Ad description

An internet ad for a Christmas card, displayed on, featured an image of the card, on which text stated "YOU'RE A CUNT  SORRY, I MEANT TO SAY 'MERRY CHRISTMAS'".  Text alongside the image stated "YOU'RE A C*NT Sorry, I meant to say 'Merry Christmas' - Greeting/Christmas Card by SMELLYOURMUM".


The complainant challenged whether the ad was inappropriate and offensive.

Response (SYM) believed the use of the word 'cunt' should be considered in the specific context of it appearing on a humorous card intended for close friends or family; in that context it was simply the set-up to the punchline of the gag. It was not offensive and did not single out any groups of people based on ethnicity, religion, appearance or other characteristics.  SYM said that when used with a positive qualifier, in this case 'Merry Christmas', the word could convey a positive sense of the person or object referred to, and they understood that the origins of the word were non-offensive.  They said a documentary devoted to the word had been broadcast on the BBC and they believed that if it was acceptable to broadcast a documentary which used the word repeatedly and which had greater reach than their advertising in terms of audience, it was acceptable to use it in their advertising.

SYM said they accepted that some people might have had a strong reaction when seeing the word in the Amazon listing, because they had failed to view it in context. They said that unfortunately the Amazon system did not allow them to list an item in specific 'adults only' or 'over 18' categories and it also did not allow them to censor the image. They said they would happily alter the image if that would help.

Amazon queried whether it was within the ASA's remit to prevent the display of product titles and images which were not otherwise prohibited by applicable decency laws.  They said it was appropriate for the ASA to investigate ads used to generate sales, but it was inappropriate for the ASA to investigate the display of a product for sale, especially if that investigation targeted one retailer amongst many selling the same product online.

Notwithstanding that, Amazon said they were confident that the display of the product image was compliant with the CAP Code. The card was not offensive, aggressive or lewd in its message. The wording of the card did not target any particular group, nor was it likely to cause offence to any particular race, religion, gender, sexual orientation, disability or age. It was meant as a bit of light-hearted, irreverent fun. They acknowledged that the humour might not be to everybody's taste, but considered that the subjective values of a small minority who might find it distasteful should not dictate a product's availability or the method of its advertisement to the wider public.  They noted that Code rule 4.1 stated that marketing communications "may be distasteful without necessarily breaching" the rule.

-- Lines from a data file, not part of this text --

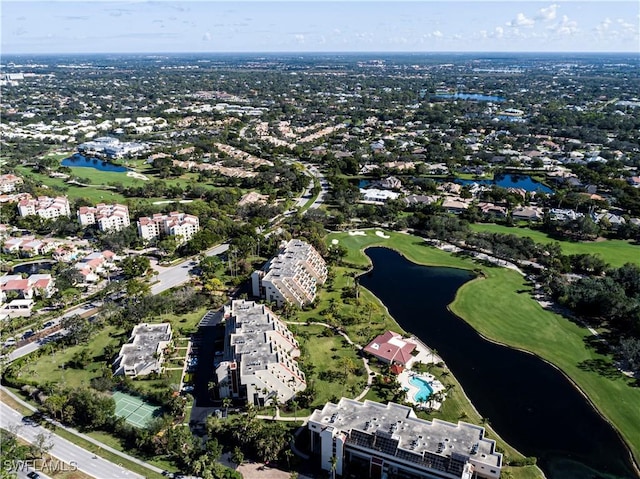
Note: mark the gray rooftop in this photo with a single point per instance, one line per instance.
(248, 326)
(395, 430)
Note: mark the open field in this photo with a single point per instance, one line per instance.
(614, 252)
(494, 307)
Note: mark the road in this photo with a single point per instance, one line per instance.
(64, 450)
(172, 276)
(83, 310)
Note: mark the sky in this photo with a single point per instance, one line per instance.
(216, 26)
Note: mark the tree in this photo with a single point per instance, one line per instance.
(237, 456)
(334, 466)
(135, 266)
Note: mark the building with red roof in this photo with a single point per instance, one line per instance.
(390, 348)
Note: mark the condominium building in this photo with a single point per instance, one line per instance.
(180, 225)
(108, 217)
(373, 440)
(291, 276)
(144, 353)
(259, 356)
(9, 183)
(45, 207)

Amazon said the card had not been included in any customer mail-outs and, assuming that children would rarely search for Christmas cards, the only people who were likely to come across the listing were adults.

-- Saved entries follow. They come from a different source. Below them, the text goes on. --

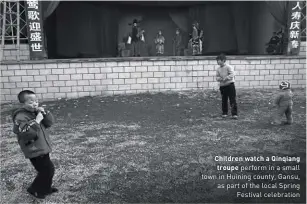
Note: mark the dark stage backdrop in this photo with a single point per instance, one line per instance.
(87, 29)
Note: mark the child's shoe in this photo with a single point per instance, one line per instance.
(235, 117)
(36, 194)
(53, 190)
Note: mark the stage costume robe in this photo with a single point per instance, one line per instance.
(196, 41)
(135, 41)
(159, 41)
(177, 45)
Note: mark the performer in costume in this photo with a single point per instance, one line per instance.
(159, 41)
(177, 43)
(136, 37)
(196, 40)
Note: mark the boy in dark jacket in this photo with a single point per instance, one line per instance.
(284, 102)
(30, 124)
(225, 76)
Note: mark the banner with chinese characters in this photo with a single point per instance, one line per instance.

The ASA considered that the product listing was an advertisement which fell within the remit of the CAP Code and it was therefore appropriate for us to investigate the complaint we had received.  We understood the product might be available for purchase elsewhere online, but considered that because we had received a complaint specifically about an ad by SYM on Amazon, it was entirely appropriate to investigate the ad specifically in that context.

We acknowledged that the wording of the card did not target any particular group, and also acknowledged that in the context of an online shop it was likely that in the majority of cases the ad would be viewed by adults rather than by children. Nonetheless, we noted that CAP guidance on language advised advertisers that consumer research showed that the use of the word 'cunt' was so likely to offend that it should not be used at all in marketing communications even when it was relevant to the name of the product.  We noted the expletive in the product description was partly obscured by an asterisk but considered that even in the absence of the product image which showed the word in full, the intended meaning was still clear. We concluded the ad was likely to cause serious or widespread offence.

The ad breached CAP Code (Edition 12) rule  4.1 4.1 Marketing communications must not contain anything that is likely to cause serious or widespread offence. Particular care must be taken to avoid causing offence on the grounds of race, religion, gender, sexual orientation, disability or age. Compliance will be judged on the context, medium, audience, product and prevailing standards.
Marketing communications may be distasteful without necessarily breaching this rule. Marketers are urged to consider public sensitivities before using potentially offensive material.
The fact that a product is offensive to some people is not grounds for finding a marketing communication in breach of the Code.
 (Harm and offence).


The ad must not appear again in its current form. We told SYM to take care to avoid causing serious or widespread offence in future.